Even if the procedure is impeccable, if a court held that the NEC’s ruling was a perverse one, interpreting the rules unreasonably and contrary to their true meaning, it might well decide it was not a proper “decision” at all, and so, again, not “final and conclusive”. Public lawyers will immediately recognise this as Anisminic-style reasoning. I think variation is the safer, more sustainable option.
An NEC variation of the rules
The rules about leadership elections are all contained in Chapter 4, clause II, which begins in the following way:
Procedural rules for elections for national officers of the Party
A. The following procedures provide a rules framework which, unless varied by the consent of the NEC, shall be followed when conducting elections for Party officers.
It’s clear from this that the current rules as laid down in clause II do not automatically apply. They need not be followed if the NEC agrees to vary them. This, in my view, is how the NEC can best resolve things.
The NEC might say that the Labour party finds itself in an unprecedented situation following the overwhelming vote of no confidence in the leader. The rules make no provision for this situation, there is dispute about how the rules should apply and the NEC thinks them unsatisfactory for the purpose. There’s a danger that the procedures could become mired in court proceedings, something no member would want. Therefore, the NEC could say that it’s decided to vary the rules to ensure a fair, transparent, reasonable procedure that is secure from challenge.
The NEC could vary the procedure however it liked, so long as it was reasonable. The big question (assuming it wanted to require the no-confidenced incumbent to seek nominations) is whether the NEC would think it reasonable to treat the post-no confidence situation as akin to a vacancy; or whether it’d see the current situation as more like a “no vacancy” challenge.
If the NEC decided it was right to treat this situation like a vacancy, it might require Corbyn (or all nominees) to obtain a 15% nomination threshold—by my reckoning, 38 MPs and MEPs out of the 230 current Labour MPs and 20 MEPs. This would enable the NEC to say it had retained either the lower threshold for the incumbent leader or even a lower threshold for him as compared with challengers.
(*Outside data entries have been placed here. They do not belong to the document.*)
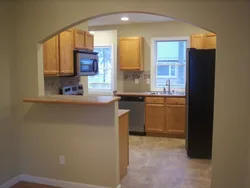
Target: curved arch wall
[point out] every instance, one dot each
(38, 20)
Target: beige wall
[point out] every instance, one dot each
(9, 162)
(89, 144)
(147, 31)
(229, 19)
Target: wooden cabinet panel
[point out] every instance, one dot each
(175, 101)
(50, 57)
(155, 100)
(210, 41)
(79, 39)
(123, 144)
(197, 41)
(89, 41)
(155, 118)
(66, 52)
(131, 53)
(175, 119)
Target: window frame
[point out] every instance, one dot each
(153, 53)
(113, 68)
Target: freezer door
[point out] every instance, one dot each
(200, 100)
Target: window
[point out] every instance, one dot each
(103, 82)
(168, 61)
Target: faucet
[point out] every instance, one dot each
(168, 83)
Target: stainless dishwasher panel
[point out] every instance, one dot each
(136, 115)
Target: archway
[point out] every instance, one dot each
(82, 21)
(226, 150)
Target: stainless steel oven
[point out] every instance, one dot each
(86, 63)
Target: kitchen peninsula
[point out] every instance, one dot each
(82, 129)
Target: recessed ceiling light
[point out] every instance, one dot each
(124, 19)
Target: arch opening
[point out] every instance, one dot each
(111, 27)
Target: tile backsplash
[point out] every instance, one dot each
(52, 84)
(136, 81)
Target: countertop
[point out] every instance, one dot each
(64, 99)
(147, 94)
(122, 112)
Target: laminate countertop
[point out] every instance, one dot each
(148, 94)
(66, 99)
(122, 112)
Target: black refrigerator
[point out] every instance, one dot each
(200, 102)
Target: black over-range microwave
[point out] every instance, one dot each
(85, 62)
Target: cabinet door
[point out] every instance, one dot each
(66, 52)
(89, 41)
(210, 41)
(175, 119)
(79, 39)
(155, 118)
(197, 41)
(124, 144)
(131, 53)
(50, 57)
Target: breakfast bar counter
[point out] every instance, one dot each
(73, 99)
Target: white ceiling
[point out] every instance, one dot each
(115, 19)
It is of course more likely that Jeremy Corbyn would obtain 38 nominations than any higher number.
Alternatively, the NEC might decide the no-confidence vote means this is a special, unforeseen and unprovided for variant of a “no vacancy” situation, and that the leader and his challengers should be treated equally. That would require both them and him to reach a 20% nomination threshold—by my reckoning, 50 MPs and MEPs. It’d be harder for Jeremy Corbyn to satisfy this.
True, this route does involve the question of who can seek the NECs “consent” to the variation. It isn’t 100% procedurally safe. But there’s no more procedural risk than’s involved in a referral for an NEC decision, and variation is legally safer. Anisminic reasoning can’t touch it because a variation would not be predicated on an unreasonable or questionable interpretation of the rule book.
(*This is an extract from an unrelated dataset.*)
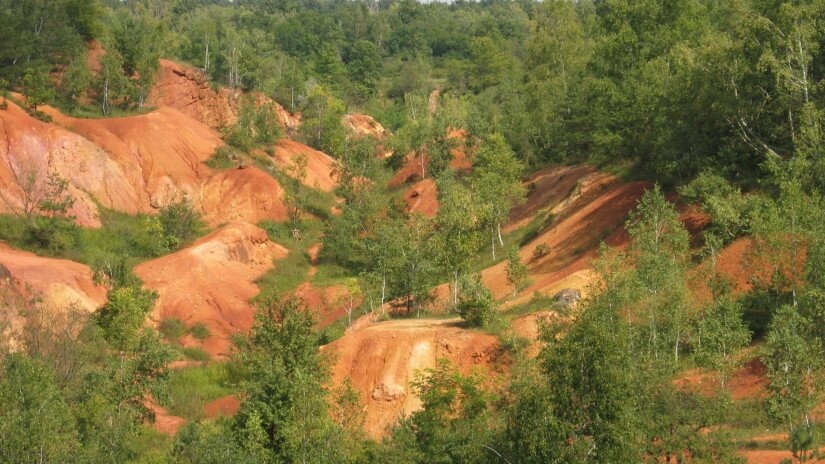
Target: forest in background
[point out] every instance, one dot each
(719, 101)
I don’t think Labour’s existing rules framework can reasonably be read so as to exclude Jeremy Corbyn from the coming leadership ballot of members. I agree with Mark Henderson. There is a real danger that trying to do so based on the existing rules framework set out in Chapter 4 clause II could be successfully challenged in court.
But the rule book gives the NEC power to vary that rules framework, and it would in my view be reasonable for it to do so in this unforeseen, unprovided for and disputed situation. If it does vary the rules to require the no-confidence incumbent to reach the same nomination threshold as his challengers, I doubt the courts would intervene.